7 dk.
04 Ekim 2024
"Gerçek Hayır Allah'ın Kulları İçin Seçtiğindedir" Ne Demektir?-gorsel
Youtube Banner

"Gerçek Hayır Allah'ın Kulları İçin Seçtiğindedir" Ne Demektir?

Soru: "Gerçek hayır ancak Allah'ın kulları için seçtiğindedir." cümlesini sık duyuyorum ama anlamakta zorlanıyorum. İnsan için Allah'ın seçtiğinin dışında bir şey yoktur zaten diye düşünüyorum. Ya da insanın seçtiği farklı, Allah'ın seçtiği farklı mıdır? Bu sözü açıklar mısınız?

 

Cevap: Bu söz farklı durumlarda farklı anlamlara gelebilecek bir sözdür ve bu anlamların bir kısmı doğru bir kısmı yanlış olacaktır.

 

Bu sözün doğru anlaşılabilecek yönleri şunlardır: 

Allah-u Teala’nın insanlar için haram kıldığı yahut hoş görmediği, çirkinliğini vahiyle, Kur'an veya hadisle bildirdiği yollarda ve yöntemlerde bir hayır, gerçek bir menfaat, gerçek bir şifa yoktur. İlgili hadiste Efendimiz (sav) “İçkide (sarhoş edici olması yönüyle) bir şifa yoktur.”(1) buyurmuştur.
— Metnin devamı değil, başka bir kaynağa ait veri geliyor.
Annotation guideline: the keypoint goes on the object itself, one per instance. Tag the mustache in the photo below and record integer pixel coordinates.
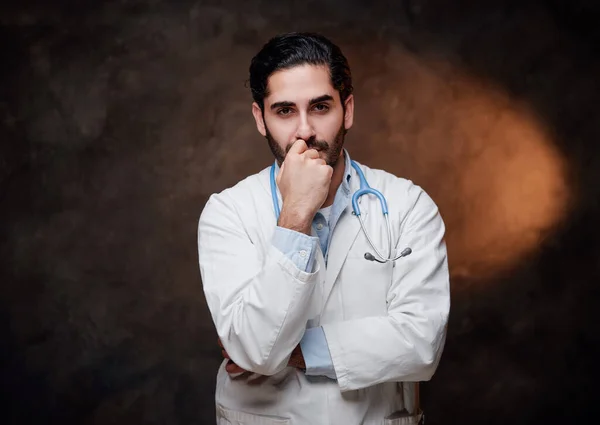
(312, 143)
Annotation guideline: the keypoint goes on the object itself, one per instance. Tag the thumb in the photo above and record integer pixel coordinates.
(298, 147)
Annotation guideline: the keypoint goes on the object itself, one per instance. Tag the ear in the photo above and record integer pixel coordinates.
(349, 115)
(260, 124)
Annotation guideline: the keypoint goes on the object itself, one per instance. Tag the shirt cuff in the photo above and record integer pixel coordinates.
(316, 353)
(296, 246)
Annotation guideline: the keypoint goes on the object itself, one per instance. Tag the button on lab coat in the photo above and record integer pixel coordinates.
(385, 324)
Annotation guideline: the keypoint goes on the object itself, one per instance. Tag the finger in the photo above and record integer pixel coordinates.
(278, 178)
(298, 147)
(311, 153)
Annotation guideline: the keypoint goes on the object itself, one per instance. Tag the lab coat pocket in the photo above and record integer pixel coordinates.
(235, 417)
(403, 418)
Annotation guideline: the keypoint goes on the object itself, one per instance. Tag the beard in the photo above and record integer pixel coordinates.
(332, 149)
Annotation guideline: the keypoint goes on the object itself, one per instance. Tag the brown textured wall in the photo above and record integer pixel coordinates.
(120, 118)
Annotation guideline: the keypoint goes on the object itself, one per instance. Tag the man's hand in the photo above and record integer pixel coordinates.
(296, 360)
(303, 181)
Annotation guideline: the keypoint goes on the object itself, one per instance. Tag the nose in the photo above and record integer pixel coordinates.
(305, 128)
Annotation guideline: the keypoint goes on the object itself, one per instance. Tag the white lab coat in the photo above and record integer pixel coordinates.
(385, 324)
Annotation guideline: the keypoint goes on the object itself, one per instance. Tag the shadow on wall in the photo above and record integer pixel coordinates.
(123, 119)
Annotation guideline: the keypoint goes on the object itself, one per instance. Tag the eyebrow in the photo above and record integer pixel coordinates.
(288, 104)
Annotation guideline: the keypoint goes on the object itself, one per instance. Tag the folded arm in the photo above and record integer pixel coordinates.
(259, 306)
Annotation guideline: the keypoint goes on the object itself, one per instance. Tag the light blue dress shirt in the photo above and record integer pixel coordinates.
(300, 248)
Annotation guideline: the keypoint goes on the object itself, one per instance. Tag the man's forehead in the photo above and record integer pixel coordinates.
(299, 84)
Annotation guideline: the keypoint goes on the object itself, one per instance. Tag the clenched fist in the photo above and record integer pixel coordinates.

Parantez içindeki kısım hadiste lafzen geçmemektedir, o kısmı eklememizin nedeni ise şudur: Üzümden hamr (sarhoş edici içki) yapılır ve üzümün özündeki bazı şifalı özellikler üzümden dönüştürülen hamrın içinde hâlâ kalmış olabilir. Ancak yine üzümden yapılan pekmez veya pestilde bu özellikler daha çok kalmış olacaktır. Bu yönüyle şarabın da antioksidan özelliği olduğu, üzümde olduğu gibi A ve B vitaminleriyle sodyum, potasyum gibi mineralleri içerdiği, dolayısıyla faydalı yönleri olduğu da söylenebilir. Ancak hamrda şifa yoktur, hayır da yoktur. Sonuç olarak Allah’ın kulları için takdir buyurduğu haramlarda gerçek kazanç, hayır ve menfaat yoktur, insan da planlarını buna göre yapmalıdır.

 

Diğer taraftan bizzat gerçekleşmiş olan her şey, yani içinde bulunduğumuz şu andan daha önce gerçekleşmiş ve geçmiş olan her şey nihayetinde Allah-u Teala o şekilde takdir buyurduğu için o şekilde gerçekleşmiştir. Ancak takdir ile rıza aynı şey değildir. Bununla ilgili ayet-i kerimede “Eğer inkâr ederseniz, hiç şüphesiz Allah size muhtaç değildir; bununla beraber kulları için küfre râzı olmaz. Eğer şükrederseniz, sizin için buna râzı olur.”(2) buyurulmaktadır ki burada inkar veya nankörlük etmek de şükretmek de kulun tercihidir. Dolayısıyla insanlar hidayet dilerse Allah onlar için hidayet yaratır ve küfür dilerse Allah onlar için küfür yaratır. Ama Allah-u Teala kullarının küfründen razı değildir.

 

Buradan şunu anlıyoruz, Allah-u Teala daha önceden (bize göre daha önceden) ve esastan koyduğu kurallara göre (ki bunlar Sünnetullah diye tabir edilir) bazı şeyleri yaratabilir veyahut bu şeylerin bazılarından razı değildir. Bu çerçevede bir insan gidip kendi iradesiyle hamr alırsa bir sarhoşluk oluşacaktır. Sarhoş olduğu için kontrolünü kaybedebilir ve bir kaza yapabilir. Bundan dolayı kendisine ve malına bir zarar gelip erişebilir. Bunların hepsini son tahlilde Allah-u Teala yaratır ancak nasıl ki küfürden razı değildir, günahtan da razı değildir. Allah-u Teala razı olmadığı şeyleri yaratabilir fakat yarattığı her şeyi takdir buyurulmuş ve daha önceden kendi hükmettiği kanunlar çerçevesinde seçmiştir denebilir. Bu manada başımıza gelen veya geçmişte gerçekleşmiş olan şeyler biz onlardan ister hoşnut olalım ister olmayalım, nihayetinde insanların iradelerini devre dışı bırakmayacak bir şekilde Allah'ın dünyaya veya topluma koyduğu kanunlar çerçevesinde Allah-u Teala’nın hükmüyle gerçekleşmiştir. Bu manada bazılarını razı olarak bazılarını da razı olmadan seçmesiyle gerçekleşmiştir. Bu gerçekleşenlerden razı olmakta veya onları o şekilde kabullenmekte bizim için büyük hayırlar vardır.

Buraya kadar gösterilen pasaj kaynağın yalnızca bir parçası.